Ударились о земь. Стала первая арфою, а две другие руками, левой и правой. Взялись руки за арфу и звуки тихие в залу вошли...
Нежные такие, мягкие, робкие даже: как первый раз к любимому прикоснуться. И запела, запричитала душа в Алёнушке; тепло да остро в груди сделалось, и полилась песня сама собой.
Про встречу да про надежду, про сердечную ласку, про глаза лазурные да руки крепкие – и тоску неминучую.
Летит-кружит песня под сводами, и влетают вереницею в зал птицы белые. Песня кружится, птицы кружат. Как снега чистые...
– Довольно!
Птицы сели, умолкла девица.
– Славно поёшь; Финист с братьями сам воротился. Выбирай, где твой сокол – коль угадаешь, и царство вам уступлю...
– Не надо мне, царица, царства вашего, неотмирного. Мне милого надо! Да как его угадать?
– Пером взмахни, коли сердцем не чуешь.
А птицы-то все одинаковы! Глядят внимательно.
И так, и этак девушка смотрит – отличий не видит!
Махнула пером – а они в такт крыльями.
Махнула пером – а они в такт крыльями.
На третий раз не стала махать; смотрит на Льдицу – а та не мигнёт. Села Алёнушка да заплакала.
И тут одна птица её крыльями обняла...
– Не плачь, Алёнушка, все они – я. Не пройти тебе последнее испытание; да разве можно любовь испытывать?

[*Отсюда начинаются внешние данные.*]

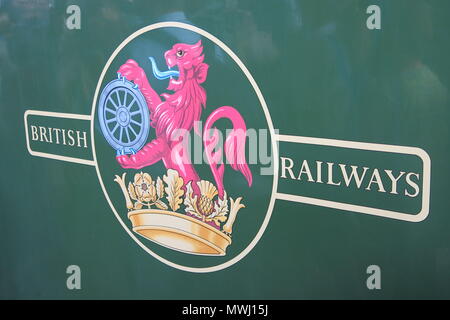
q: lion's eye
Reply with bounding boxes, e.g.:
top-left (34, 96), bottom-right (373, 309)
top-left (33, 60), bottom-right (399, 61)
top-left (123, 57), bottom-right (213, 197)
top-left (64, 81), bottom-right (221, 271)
top-left (177, 50), bottom-right (184, 58)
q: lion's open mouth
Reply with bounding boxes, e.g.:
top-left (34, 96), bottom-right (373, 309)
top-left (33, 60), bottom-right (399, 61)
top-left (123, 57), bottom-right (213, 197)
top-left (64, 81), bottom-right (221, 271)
top-left (149, 57), bottom-right (180, 80)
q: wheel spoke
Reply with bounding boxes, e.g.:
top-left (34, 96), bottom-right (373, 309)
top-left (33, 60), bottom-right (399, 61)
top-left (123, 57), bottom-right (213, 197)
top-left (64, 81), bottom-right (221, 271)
top-left (128, 125), bottom-right (137, 137)
top-left (116, 90), bottom-right (120, 105)
top-left (105, 107), bottom-right (116, 115)
top-left (131, 119), bottom-right (142, 128)
top-left (108, 97), bottom-right (119, 109)
top-left (125, 128), bottom-right (131, 143)
top-left (127, 98), bottom-right (136, 110)
top-left (123, 90), bottom-right (128, 106)
top-left (111, 123), bottom-right (119, 135)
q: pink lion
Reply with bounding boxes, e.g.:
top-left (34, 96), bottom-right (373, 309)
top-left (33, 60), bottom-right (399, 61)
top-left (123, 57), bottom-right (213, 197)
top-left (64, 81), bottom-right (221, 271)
top-left (117, 41), bottom-right (252, 198)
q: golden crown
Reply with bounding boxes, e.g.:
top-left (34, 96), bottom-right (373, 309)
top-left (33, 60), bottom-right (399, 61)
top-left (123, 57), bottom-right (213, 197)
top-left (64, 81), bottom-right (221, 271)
top-left (114, 169), bottom-right (245, 255)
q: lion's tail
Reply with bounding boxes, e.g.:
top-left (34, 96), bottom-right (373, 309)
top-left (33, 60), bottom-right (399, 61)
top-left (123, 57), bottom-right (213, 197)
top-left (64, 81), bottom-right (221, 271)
top-left (203, 106), bottom-right (253, 197)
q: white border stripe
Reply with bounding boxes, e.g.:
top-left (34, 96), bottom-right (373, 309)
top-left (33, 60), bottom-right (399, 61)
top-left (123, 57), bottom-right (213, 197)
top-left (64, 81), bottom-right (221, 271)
top-left (23, 110), bottom-right (95, 166)
top-left (276, 135), bottom-right (431, 222)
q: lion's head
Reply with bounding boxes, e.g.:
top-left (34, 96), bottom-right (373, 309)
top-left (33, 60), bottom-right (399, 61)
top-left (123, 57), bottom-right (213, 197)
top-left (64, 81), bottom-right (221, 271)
top-left (164, 40), bottom-right (209, 91)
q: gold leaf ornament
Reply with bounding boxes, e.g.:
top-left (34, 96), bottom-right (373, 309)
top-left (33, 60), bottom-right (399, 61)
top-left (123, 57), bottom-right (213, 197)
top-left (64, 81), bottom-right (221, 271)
top-left (128, 182), bottom-right (137, 200)
top-left (207, 191), bottom-right (228, 226)
top-left (184, 181), bottom-right (202, 218)
top-left (156, 177), bottom-right (164, 199)
top-left (163, 169), bottom-right (184, 211)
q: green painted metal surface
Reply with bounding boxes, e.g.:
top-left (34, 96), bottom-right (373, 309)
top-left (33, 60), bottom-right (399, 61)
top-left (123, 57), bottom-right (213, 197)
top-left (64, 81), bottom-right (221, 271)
top-left (0, 0), bottom-right (450, 299)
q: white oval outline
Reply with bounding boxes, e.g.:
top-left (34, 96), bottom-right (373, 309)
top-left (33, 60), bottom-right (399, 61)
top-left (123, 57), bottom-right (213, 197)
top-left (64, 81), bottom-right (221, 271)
top-left (91, 21), bottom-right (278, 273)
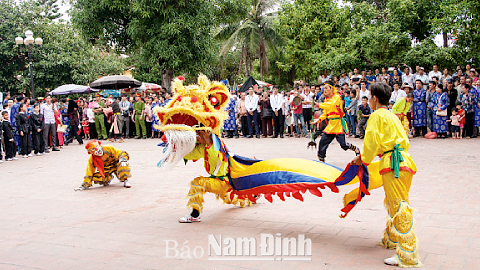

Прости меня, милая, за обычай старый. Пусть и нет в тебе соколиной крови, любо сердце твоё голубиное. Из облаков высоких меня твоя песня вызвала...
Обнялись молодые, заплакали; а царица тихо-тихо за дверь вышла – тож растрогалась...
Долго-ли, коротко, свадьбу сыграли снежную. Всё было бéло да блестело! Вьюга на скрипке играла, Морозы плясали, Снега гуляли так, что попадали!
И я там была, но вино не пила! Пила молочко, пряничком закусывала, и всё на Мороза глядела: ой, хорош! Загулялася, а как опомнилась, молодые в мир к людям уехали. Стали жить-поживать, да добра наживать; а мне в путь-дорогу домой пора, хватит сказки сказывать!
Это конец, а читатель молодец!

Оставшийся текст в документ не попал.